Thiaroye 1944 : une tragédie au cœur des mémoires

La polémique intervient dans un contexte de commémoration du massacre de Thiaroye, un événement tragique survenu le 1er décembre 1944. Ce jour-là, les forces coloniales françaises ont ouvert le feu sur des tirailleurs africains, récemment rapatriés des combats en Europe, qui revendiquaient le paiement de leurs soldes.

Longtemps occultée, cette tragédie a récemment été reconnue comme un massacre par la France. Le Sénégal, sous la présidence de Bassirou Diomaye Faye, a organisé cette année une commémoration d’une ampleur inédite. Le massacre de Thiaroye est désormais inscrit dans les programmes scolaires sénégalais et sera honoré par des noms de rues. Cependant, de nombreuses zones d’ombre subsistent : le nombre exact de victimes, les lieux d’inhumation, et l’identité de ceux qui reposent dans les tombes anonymes du cimetière de Thiaroye.

Les propos du ministre Cheikh Oumar Diagne ont suscité un tollé, à la fois au Sénégal et à l’étranger.
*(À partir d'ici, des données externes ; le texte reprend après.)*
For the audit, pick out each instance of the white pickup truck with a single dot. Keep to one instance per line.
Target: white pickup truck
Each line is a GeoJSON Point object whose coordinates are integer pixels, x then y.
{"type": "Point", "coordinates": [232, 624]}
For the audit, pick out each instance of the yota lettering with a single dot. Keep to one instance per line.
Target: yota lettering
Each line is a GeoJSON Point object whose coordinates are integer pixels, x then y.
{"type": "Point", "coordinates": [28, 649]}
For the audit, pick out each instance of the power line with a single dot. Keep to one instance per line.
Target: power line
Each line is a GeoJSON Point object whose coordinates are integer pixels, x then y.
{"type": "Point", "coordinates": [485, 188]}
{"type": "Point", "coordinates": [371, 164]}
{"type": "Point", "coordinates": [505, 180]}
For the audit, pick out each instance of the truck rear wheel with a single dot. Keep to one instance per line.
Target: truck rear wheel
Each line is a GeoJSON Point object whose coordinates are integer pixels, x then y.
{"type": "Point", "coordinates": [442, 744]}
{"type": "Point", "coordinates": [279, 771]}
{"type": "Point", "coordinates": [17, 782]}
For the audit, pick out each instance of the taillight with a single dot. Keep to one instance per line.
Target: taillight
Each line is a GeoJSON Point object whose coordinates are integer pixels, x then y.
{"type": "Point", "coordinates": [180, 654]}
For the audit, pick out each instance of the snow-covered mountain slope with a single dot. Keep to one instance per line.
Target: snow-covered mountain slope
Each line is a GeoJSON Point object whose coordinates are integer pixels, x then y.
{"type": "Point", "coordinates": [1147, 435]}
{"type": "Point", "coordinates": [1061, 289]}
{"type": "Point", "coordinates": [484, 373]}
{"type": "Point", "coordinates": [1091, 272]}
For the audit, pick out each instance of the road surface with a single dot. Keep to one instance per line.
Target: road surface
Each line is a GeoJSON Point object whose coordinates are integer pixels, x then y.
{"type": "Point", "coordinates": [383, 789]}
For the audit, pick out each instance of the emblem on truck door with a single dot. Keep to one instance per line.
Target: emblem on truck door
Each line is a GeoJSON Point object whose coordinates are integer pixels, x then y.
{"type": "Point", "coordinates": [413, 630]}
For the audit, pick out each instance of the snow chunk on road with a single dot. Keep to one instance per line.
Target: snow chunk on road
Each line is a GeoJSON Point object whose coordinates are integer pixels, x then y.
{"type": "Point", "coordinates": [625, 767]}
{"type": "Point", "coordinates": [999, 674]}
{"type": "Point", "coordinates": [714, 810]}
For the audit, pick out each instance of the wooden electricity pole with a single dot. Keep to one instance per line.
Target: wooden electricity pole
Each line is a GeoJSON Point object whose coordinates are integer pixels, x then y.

Sur internet, de nombreuses voix ont dénoncé un manque de respect envers des hommes qui, bien que pris dans les contradictions du système colonial, ont sacrifié leur vie. Certains appellent même à sa démission, jugeant ses propos incompatibles avec ses fonctions. La question posée par ses déclarations est cependant légitime : comment juger des hommes engagés dans une armée coloniale, parfois contre leur gré, pour des causes souvent opposées aux intérêts de leur propre peuple ?

Tirailleurs : une mémoire à protéger

La controverse met en lumière l’importance de préserver et de nuancer la mémoire des tirailleurs sénégalais. Ces hommes, héros pour certains, figures controversées pour d’autres, ont été des acteurs malgré eux d’une histoire qui ne leur a souvent pas laissé le choix. Le massacre de Thiaroye symbolise cette ambiguïté : il est à la fois une tragédie à ne jamais oublier et un rappel des injustices subies par les soldats africains sous le joug colonial.

Au-delà de cette polémique, c’est un appel à la réflexion collective. Comment transmettre aux générations futures une mémoire équilibrée de ces hommes ? Comment leur rendre justice, sans tomber dans des jugements simplistes ou anachroniques ? Ces questions, posées aujourd’hui au Sénégal, résonnent bien au-delà de ses frontières. Elles interrogent le rapport de l’Afrique à son passé colonial, à ses luttes pour l’indépendance, et à ceux qui, dans des contextes ambigus, ont dû naviguer entre loyauté et contrainte.

À une époque où les mémoires coloniales restent sensibles, les propos du ministre ont peut-être échoué à fédérer. Mais ils rappellent une vérité essentielle : les tirailleurs sénégalais, qu’ils soient perçus comme des héros ou des instruments du système colonial, doivent être compris dans toute la complexité de leur histoire.